The pall of volcanic ash currently floating over western Europe is rough on jet turbines but good for people living near airports.
These are people who day in, day out, have to put up with harmful levels of noise as Airbuses and Boeings and other aircraft thunder off and onto runways, over the roofs of their houses, every ninety seconds or so.
Yesterday NPR interviewed a couple of women who live in west London, near Heathrow, Europe's busiest jetport. They spoke of being able to get a full night's sleep for the first time in years, thanks to the ash being spewed out by a volcano in Iceland.
They spoke of being able, for once, to look forward to coming home after work to an environment that was quieter than the one they had left.
Studies of people living near Schiphol Airport, in Amsterdam, have shown higher levels of treatment for cardiac problems than people who do not have to put up with aircraft noise.
One of the London interviewees, interestingly, mentioned the "eerieness" of the silence when Heathrow shut down operations. This is the same kind of feeling city dwellers experience when they spend a night in the country--a sense that when the noise they are accustomed to stops it means trouble. Things are not right, the machines are not working. Danger.
City people often have trouble sleeping when they first go to bed in the country. After a night or two, of course, they come to treasure the silence.
This feeling of eerieness is important. The dependence on noise it implies shows not only how pervasive harmful sound levels have become in our "evolved" societies, but also to what extent we are conditioned to accept them.

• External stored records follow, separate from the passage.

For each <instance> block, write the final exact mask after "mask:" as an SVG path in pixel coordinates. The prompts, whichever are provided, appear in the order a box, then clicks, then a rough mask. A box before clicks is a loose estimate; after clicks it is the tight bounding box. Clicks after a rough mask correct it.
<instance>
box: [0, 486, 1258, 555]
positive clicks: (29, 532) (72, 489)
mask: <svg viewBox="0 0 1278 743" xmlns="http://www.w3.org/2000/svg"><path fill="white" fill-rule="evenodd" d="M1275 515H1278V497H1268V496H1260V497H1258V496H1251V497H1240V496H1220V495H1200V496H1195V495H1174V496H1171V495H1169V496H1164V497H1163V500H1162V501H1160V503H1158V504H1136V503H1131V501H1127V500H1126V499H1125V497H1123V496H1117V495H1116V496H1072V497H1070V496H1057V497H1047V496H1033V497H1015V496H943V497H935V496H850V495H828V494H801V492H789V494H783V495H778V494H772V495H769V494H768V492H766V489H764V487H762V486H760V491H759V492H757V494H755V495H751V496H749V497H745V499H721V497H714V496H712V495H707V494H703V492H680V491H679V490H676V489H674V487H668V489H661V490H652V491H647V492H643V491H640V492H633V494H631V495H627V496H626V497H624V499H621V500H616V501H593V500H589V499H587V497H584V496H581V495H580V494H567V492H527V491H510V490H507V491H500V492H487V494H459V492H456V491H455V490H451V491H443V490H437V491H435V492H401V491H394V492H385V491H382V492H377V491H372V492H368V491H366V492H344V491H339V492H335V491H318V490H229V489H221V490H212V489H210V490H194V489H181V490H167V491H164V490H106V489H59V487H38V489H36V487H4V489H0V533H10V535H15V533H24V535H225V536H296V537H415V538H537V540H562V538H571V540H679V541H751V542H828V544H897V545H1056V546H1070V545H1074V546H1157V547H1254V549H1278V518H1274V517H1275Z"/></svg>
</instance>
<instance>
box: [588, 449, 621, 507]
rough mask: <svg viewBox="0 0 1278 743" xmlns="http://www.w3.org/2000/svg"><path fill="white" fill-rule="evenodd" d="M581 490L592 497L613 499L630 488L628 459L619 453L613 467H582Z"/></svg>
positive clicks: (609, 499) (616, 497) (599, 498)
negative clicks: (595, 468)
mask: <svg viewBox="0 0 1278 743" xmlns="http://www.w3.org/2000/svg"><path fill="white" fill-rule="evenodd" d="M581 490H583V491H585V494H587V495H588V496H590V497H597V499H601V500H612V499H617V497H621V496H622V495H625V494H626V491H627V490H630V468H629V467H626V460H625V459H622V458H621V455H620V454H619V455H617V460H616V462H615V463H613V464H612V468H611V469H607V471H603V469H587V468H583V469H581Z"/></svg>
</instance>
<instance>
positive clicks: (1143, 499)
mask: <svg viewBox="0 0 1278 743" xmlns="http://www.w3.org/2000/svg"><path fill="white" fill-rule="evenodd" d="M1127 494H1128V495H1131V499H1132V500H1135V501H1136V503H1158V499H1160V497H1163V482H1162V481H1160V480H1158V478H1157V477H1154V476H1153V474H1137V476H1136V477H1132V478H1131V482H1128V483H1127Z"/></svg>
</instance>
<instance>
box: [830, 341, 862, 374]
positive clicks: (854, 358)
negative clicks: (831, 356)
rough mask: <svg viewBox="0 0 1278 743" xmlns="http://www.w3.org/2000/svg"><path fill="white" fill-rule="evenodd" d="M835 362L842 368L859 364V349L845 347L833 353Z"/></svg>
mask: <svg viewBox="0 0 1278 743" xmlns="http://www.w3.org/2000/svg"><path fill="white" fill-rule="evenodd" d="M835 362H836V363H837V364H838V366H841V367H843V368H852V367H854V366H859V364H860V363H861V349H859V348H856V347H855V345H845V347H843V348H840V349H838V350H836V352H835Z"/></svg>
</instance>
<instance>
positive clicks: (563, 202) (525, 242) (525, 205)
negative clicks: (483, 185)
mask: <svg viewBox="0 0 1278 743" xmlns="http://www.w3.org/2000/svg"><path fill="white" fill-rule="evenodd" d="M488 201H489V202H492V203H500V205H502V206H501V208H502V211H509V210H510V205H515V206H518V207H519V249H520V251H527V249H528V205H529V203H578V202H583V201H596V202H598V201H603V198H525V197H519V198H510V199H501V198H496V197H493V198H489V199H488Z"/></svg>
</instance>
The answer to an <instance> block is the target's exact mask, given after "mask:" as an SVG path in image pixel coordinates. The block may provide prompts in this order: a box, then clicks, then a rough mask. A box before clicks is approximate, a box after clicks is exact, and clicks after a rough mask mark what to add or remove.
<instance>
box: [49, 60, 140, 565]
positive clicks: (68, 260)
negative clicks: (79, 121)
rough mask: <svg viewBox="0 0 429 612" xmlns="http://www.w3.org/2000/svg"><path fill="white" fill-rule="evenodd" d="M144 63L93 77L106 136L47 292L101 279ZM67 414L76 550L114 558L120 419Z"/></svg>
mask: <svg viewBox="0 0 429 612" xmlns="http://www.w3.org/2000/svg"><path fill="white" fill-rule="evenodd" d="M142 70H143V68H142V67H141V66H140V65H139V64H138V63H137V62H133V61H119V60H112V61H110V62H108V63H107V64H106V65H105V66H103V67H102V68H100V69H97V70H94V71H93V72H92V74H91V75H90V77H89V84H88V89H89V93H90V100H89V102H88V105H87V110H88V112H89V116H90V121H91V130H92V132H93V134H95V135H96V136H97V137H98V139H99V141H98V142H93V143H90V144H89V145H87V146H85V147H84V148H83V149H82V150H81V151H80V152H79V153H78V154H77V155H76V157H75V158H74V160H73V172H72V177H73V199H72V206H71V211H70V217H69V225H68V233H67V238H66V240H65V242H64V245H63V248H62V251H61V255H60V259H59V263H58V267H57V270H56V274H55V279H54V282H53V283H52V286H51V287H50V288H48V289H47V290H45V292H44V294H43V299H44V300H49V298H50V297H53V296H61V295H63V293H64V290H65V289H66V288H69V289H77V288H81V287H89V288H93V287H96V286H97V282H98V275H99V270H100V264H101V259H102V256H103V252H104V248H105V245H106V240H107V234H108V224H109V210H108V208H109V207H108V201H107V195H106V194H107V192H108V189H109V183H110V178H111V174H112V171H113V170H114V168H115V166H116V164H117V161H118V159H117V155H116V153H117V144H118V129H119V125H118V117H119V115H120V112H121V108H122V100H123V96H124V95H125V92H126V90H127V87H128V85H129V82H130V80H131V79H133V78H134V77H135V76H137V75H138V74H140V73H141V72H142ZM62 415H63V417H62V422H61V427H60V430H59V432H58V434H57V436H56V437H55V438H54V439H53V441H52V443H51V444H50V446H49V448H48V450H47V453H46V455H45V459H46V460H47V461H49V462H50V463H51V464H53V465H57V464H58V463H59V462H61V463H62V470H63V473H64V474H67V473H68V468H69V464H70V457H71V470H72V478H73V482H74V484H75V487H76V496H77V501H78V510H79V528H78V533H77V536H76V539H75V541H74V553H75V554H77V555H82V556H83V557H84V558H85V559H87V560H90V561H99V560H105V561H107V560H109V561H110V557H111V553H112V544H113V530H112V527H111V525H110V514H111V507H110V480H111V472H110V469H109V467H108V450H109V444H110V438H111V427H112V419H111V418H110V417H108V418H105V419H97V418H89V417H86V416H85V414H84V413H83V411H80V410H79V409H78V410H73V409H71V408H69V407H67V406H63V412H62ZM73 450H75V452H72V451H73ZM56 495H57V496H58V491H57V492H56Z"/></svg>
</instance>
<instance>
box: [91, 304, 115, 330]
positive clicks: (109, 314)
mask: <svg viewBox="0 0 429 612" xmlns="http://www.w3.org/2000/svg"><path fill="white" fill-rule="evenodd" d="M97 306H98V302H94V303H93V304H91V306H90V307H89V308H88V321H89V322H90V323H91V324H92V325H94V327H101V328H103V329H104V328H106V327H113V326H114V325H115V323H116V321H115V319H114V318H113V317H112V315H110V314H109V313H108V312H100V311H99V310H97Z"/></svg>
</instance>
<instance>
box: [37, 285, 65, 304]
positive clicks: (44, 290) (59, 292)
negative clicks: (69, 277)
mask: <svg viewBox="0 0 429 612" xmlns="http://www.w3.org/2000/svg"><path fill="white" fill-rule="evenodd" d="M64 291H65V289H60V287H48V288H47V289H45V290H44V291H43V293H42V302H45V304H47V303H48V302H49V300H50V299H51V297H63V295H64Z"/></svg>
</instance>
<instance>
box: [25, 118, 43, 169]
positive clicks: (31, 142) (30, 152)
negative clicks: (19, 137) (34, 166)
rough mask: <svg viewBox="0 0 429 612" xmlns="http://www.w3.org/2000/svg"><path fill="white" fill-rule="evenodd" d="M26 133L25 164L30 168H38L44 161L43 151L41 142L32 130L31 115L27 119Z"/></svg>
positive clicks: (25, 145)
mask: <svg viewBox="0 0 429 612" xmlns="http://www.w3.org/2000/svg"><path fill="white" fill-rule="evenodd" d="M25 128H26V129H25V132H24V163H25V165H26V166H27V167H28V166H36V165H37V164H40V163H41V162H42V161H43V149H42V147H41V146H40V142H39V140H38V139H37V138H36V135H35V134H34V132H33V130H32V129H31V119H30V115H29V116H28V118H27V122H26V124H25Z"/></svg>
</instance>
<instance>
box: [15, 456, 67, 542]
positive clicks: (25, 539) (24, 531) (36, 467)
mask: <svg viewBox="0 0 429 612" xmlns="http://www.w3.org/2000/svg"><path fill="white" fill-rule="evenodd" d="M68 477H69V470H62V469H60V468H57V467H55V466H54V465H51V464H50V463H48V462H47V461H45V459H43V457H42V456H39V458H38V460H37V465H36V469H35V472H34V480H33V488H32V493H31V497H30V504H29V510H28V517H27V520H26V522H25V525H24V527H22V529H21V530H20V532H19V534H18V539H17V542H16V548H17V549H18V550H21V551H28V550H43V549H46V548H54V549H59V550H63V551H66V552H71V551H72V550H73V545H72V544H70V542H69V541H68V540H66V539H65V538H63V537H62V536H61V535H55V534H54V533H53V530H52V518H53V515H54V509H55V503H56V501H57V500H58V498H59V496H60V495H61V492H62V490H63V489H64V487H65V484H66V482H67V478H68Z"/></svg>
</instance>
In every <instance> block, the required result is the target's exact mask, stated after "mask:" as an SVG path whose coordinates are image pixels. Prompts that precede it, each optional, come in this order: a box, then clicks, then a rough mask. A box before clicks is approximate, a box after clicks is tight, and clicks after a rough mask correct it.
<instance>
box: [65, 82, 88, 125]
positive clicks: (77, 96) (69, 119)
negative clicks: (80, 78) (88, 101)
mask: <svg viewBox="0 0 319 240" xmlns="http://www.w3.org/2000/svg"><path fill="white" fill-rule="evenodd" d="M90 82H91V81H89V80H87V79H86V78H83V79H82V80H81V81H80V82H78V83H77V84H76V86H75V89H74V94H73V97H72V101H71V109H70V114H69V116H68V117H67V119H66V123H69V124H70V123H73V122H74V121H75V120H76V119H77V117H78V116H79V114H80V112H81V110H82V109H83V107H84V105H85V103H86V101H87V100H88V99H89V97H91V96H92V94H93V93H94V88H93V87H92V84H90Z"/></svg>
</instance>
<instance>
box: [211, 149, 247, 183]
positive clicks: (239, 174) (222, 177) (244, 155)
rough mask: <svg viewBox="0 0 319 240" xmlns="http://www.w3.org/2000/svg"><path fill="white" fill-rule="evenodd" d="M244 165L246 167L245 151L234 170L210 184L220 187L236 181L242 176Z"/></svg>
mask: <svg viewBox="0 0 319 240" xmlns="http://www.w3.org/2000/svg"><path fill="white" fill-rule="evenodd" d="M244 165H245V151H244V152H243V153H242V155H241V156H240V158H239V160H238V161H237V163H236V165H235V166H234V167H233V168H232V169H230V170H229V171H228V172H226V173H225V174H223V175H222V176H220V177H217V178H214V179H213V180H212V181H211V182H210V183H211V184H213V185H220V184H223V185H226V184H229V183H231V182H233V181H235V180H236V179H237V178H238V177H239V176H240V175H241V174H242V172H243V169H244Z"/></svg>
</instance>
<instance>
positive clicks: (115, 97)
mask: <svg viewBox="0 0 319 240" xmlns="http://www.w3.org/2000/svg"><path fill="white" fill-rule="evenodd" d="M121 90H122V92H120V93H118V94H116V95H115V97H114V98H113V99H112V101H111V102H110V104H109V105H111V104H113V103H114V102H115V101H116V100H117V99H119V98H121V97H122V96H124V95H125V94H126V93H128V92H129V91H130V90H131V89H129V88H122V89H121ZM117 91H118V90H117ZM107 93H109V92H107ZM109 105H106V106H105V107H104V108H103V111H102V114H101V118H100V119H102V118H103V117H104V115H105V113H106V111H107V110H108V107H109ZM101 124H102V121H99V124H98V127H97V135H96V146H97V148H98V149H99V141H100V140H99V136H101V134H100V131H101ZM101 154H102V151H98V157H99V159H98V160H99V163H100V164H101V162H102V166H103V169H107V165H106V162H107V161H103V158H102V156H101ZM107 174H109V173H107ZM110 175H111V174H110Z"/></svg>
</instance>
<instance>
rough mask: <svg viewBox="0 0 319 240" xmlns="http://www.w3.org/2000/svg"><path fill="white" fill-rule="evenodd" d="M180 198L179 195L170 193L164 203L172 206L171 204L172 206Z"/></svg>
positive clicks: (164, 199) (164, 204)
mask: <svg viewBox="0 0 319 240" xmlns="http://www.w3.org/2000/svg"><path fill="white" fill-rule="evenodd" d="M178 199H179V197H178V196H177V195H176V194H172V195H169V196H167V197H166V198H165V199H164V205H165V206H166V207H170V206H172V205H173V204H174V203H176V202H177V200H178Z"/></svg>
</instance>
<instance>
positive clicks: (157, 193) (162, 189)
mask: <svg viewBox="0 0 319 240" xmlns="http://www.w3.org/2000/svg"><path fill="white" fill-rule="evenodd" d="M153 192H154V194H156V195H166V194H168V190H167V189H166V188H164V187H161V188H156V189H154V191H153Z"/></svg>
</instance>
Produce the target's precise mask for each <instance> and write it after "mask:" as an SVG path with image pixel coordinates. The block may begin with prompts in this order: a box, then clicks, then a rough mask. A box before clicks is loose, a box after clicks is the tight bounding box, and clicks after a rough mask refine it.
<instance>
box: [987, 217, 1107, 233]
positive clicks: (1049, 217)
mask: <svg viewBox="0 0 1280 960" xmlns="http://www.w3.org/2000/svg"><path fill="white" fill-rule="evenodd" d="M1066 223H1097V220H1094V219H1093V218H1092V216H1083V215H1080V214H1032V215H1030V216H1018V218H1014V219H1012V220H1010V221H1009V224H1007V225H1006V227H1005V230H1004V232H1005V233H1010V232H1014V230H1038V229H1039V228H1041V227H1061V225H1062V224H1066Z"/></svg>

I spent a year researching a book on silence and noise, and I was constantly amazed by the extent to which people simply did not think about such issues. "Oh," they'd comment, when I told them what I was writing about, "how interesting." The blank look on their faces said it all.
They had no clue that most of them were living in the auditory equivalent of a war zone. Not defining the problem--not even realizing there was a problem--they consequently did not realize they could do something to solve or at least attenuate it.
But just as it's possible to leave a real war zone to live peacably in a place free of bombs and machine-guns, it is feasible to leave the battlefield of noise for an environment where sound levels are humane and we are not under stress.
I will cover some of these escape strategies in my next post. And I should confess, here, that I promised to discuss ways to counteract noise several posts ago, and did not fulfill my promise. I could plead busy-ness; I could argue that more important subjects came up in the meantime.
What I would really be saying, though, is that I was not listening to the lessons I am supposed to teach; that I was bamboozled by the excess levels of communications noise in my own life, which caused me to go back on a promise to readers. And that, quite honestly, would be the truth.
Beware the alleged "teacher" who does not practice what he prescribes.